Years of work on terrorism investigations may be wasted due to the government shutdown.
That’s just one result of the month-long political stalemate over a border wall that President Donald Trump says would help fight crime. The shutdown instead hindered drug, gang, and terror investigations, and led to the loss of critical intelligence that at least one FBI agent says is lost forever.
The feds couldn’t help out with a local murder case. Counter-terrorism sources vanished. Drug and immigration cases faltered at the border, of all places.
The impasse robbed some 800,000 federal workers of timely pay. Judiciary employees, public defenders, prosecutors, and other civil servants endured uncertainty, understaffing, and low morale, causing concerns about retention and recruitment going forward.
And that’s to say nothing of the secondary effects on government contractors that the justice system relies on to function.
If that’s not enough, any relief from the reprieve reached by Trump and Congress Jan. 25 might be temporary. Another threatened shutdown over border security looms in less than three weeks unless political leaders choose a different course.

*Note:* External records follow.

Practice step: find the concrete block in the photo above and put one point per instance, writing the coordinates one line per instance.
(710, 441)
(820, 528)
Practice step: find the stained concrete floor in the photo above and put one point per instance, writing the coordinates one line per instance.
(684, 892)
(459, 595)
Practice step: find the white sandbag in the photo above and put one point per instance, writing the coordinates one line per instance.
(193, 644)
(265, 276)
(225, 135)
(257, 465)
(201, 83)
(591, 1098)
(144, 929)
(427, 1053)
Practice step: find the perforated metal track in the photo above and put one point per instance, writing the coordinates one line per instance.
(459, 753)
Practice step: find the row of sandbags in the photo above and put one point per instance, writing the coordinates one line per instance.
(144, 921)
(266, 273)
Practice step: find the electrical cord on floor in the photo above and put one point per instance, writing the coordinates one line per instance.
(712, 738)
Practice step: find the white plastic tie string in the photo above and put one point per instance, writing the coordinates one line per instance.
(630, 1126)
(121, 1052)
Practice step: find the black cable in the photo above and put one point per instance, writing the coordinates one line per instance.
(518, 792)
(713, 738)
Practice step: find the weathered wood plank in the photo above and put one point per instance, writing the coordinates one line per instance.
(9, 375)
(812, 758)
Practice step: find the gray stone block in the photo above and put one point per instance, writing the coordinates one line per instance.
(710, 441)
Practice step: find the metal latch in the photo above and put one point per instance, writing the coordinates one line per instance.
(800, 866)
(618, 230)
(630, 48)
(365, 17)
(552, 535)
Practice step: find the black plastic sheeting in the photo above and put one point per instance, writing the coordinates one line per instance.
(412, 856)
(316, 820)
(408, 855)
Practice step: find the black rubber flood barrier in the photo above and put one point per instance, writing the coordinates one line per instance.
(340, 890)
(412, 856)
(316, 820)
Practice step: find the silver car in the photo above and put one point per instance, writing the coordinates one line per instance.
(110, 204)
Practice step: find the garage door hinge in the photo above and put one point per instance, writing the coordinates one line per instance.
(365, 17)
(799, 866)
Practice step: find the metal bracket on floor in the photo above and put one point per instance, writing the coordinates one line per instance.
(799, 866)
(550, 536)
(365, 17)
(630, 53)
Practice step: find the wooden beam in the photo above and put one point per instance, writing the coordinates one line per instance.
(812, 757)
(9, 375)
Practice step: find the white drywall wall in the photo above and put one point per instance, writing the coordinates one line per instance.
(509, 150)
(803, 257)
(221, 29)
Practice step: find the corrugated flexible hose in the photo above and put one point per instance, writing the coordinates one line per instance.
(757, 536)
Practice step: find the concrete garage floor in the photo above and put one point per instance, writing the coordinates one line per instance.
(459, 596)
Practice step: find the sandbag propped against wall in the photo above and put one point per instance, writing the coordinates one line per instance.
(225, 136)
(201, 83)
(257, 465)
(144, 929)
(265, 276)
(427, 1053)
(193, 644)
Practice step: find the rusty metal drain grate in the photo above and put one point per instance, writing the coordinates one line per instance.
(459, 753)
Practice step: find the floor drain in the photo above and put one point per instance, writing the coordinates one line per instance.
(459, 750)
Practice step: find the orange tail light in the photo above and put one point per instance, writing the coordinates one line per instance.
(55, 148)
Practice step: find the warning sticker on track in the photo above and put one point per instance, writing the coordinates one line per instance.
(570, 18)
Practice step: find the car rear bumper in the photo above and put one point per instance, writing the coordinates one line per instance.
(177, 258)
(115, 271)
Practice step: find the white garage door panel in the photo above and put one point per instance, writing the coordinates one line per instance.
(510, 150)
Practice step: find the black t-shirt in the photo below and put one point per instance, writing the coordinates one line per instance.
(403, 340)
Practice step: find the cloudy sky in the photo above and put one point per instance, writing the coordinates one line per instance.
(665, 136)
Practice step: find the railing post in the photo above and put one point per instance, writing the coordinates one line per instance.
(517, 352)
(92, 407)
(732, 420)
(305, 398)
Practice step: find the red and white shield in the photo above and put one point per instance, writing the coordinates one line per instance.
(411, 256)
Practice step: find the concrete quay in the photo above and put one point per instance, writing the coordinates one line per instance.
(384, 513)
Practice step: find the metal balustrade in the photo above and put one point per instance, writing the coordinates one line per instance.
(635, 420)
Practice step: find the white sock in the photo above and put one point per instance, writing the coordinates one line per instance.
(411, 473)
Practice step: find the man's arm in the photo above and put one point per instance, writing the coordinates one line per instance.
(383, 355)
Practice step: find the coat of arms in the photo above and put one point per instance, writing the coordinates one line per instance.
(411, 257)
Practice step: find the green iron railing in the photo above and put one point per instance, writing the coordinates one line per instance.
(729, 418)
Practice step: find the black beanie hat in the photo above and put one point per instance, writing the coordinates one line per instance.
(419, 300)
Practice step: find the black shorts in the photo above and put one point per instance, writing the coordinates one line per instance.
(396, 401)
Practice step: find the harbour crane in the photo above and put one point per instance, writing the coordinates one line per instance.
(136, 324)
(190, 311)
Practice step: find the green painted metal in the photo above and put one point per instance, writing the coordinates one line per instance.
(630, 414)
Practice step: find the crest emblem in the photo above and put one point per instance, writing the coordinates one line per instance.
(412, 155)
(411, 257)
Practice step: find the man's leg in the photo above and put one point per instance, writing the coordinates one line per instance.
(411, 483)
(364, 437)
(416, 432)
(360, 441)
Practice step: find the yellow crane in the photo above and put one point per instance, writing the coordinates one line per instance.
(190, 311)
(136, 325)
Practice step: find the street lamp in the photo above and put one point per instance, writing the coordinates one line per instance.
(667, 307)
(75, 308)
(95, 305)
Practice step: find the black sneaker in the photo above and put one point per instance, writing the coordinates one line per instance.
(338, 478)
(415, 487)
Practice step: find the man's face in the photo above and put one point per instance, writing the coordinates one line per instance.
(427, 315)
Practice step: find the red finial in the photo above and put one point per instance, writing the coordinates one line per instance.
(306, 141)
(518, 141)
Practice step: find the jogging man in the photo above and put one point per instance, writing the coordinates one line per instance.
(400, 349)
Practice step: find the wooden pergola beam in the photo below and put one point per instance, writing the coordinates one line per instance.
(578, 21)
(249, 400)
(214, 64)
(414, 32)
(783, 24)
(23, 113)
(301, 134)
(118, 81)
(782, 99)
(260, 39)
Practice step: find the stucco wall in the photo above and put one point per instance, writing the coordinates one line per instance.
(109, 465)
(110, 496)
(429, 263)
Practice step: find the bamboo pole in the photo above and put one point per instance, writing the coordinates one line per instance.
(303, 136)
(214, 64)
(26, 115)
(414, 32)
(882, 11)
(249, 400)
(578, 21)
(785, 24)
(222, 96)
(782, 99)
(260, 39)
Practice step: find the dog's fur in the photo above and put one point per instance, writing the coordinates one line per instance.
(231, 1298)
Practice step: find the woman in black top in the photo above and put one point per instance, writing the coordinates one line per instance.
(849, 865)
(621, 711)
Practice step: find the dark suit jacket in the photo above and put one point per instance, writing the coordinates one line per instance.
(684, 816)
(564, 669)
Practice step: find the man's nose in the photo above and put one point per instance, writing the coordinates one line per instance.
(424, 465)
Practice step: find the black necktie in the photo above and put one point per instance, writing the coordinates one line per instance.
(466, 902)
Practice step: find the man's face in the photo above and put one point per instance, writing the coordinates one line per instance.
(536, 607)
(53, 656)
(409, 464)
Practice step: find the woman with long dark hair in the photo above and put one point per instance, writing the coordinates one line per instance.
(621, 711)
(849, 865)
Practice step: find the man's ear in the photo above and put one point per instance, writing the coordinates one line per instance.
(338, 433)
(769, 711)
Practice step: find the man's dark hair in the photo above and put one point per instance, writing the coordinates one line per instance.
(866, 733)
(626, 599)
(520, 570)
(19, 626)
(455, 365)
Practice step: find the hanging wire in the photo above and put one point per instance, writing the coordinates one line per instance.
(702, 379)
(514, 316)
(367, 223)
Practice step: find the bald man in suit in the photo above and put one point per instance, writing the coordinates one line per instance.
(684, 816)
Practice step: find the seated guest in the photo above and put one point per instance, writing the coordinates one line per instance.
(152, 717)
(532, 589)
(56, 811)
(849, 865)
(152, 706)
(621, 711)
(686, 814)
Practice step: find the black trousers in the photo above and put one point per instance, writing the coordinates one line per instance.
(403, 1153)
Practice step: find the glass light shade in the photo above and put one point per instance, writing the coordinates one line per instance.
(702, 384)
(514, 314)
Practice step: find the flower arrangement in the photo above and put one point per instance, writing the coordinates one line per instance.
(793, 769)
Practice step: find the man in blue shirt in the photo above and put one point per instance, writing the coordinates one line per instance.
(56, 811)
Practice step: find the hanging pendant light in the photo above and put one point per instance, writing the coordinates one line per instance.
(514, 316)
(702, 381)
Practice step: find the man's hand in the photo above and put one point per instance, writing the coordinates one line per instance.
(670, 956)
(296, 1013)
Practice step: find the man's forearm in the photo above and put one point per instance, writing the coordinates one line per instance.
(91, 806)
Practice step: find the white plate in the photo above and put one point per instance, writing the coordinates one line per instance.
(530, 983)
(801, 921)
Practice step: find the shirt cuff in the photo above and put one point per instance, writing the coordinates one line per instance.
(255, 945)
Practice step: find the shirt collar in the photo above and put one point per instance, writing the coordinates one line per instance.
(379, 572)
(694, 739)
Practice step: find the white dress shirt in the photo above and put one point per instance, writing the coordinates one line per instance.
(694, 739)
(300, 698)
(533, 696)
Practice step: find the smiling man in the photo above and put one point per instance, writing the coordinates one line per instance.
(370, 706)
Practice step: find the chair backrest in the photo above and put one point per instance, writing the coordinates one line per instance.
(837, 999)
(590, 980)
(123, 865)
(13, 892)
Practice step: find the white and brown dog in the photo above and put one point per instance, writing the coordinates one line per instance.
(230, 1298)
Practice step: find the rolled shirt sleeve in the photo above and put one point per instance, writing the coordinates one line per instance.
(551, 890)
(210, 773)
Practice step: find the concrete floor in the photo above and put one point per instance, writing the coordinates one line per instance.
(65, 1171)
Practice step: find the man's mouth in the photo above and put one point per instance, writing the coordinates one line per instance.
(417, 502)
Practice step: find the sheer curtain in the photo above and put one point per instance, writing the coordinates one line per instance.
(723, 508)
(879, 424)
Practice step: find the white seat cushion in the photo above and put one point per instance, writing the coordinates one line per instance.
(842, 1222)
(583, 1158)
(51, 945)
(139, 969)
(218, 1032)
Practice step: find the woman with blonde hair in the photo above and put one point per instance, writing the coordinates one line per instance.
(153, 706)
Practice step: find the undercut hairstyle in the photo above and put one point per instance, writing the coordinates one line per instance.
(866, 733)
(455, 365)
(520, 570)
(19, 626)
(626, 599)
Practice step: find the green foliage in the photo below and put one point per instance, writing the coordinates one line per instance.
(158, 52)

Some of the most dire damage assessments come from law enforcement.
The FBI Agents Association, which represents more than 14,000 active and former agents, published a report last week urging an end to the shutdown. It anonymously quoted agents from across the country, some of whom noted the shutdown’s lasting damage to their work and, therefore, they reasoned, to public safety.
“As a Joint Terrorism Task Force Coordinator, the inability to pay Confidential Human Sources has had a detrimental effect on our counter-terrorism investigations and operations,” one of them observed. “We have lost several sources who have worked for months, and years, to penetrate groups and target subjects. These assets cannot be replaced.”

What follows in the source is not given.